In our study, no occurrence of lack of fatty hilum, irregularity, heterogeneity, matting, or axillary LN asymmetry was observed. Increase in long axis and cortical thickness of axillary and intramammary LNs occurred in 10% of cases, which most likely represented benign sequelae of surgery and adjuvant treatment, since no recurrence was detected at 2‐year clinical and imaging follow‐up. These results indicate that in patients with negative axilla and LN enlargement in the first year after surgery, short‐term imaging follow‐up may be an adequate alternative to LN biopsy.
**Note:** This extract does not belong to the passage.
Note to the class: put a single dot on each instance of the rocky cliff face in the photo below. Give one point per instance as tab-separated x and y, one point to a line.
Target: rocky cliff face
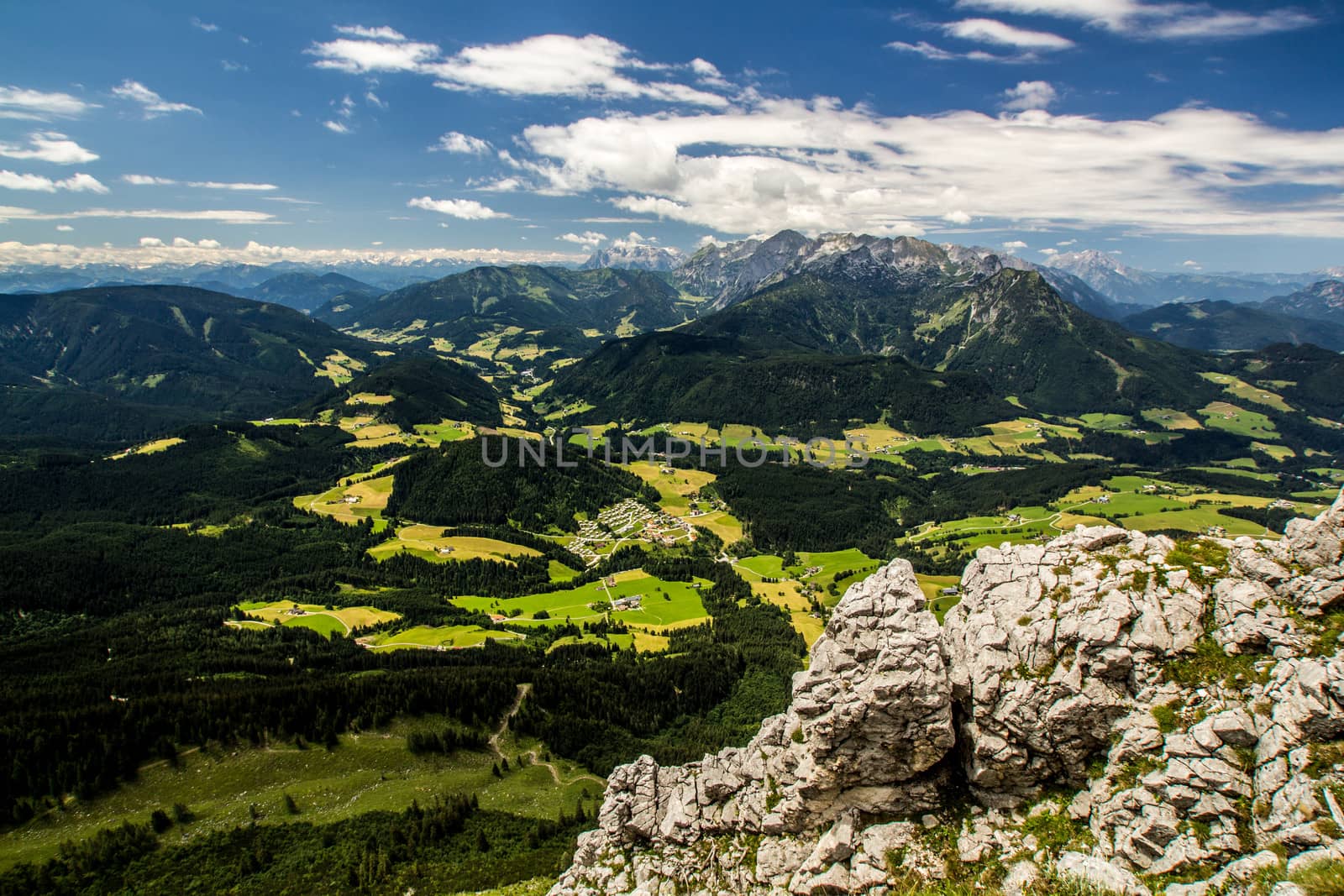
1110	707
Our retrospective study has some limitations. Only one patient had an MRI study within 3 months after surgery; thus, insights into the early postoperative period are limited. We only included patients with clinically negative axilla and breast‐conserving surgery; thus, our results should only be considered relevant for this specific population. In addition, our relatively small population can also be seen as one limitation; thus, prospective studies with a larger number of patients are needed to better understand the imaging aspects of LNs on MRI in the postoperative period. Lastly, even though the postoperative MRIs were performed during or after completion of adjuvant treatment, and patients with postoperative nodal enlargement showed no signs of recurrence on 2‐year follow‐up, there is a slight possibility that some LN enlargements could be attributed to metastatic disease in patients with false negative sentinel LN biopsy.

In conclusion, LN enlargement and cortical thickening may be observed in a few patients in the postoperative period. In patients with clinically negative axilla, these changes in morphology are often related to treatment and favor short‐term follow‐up as an alternative to LN biopsy.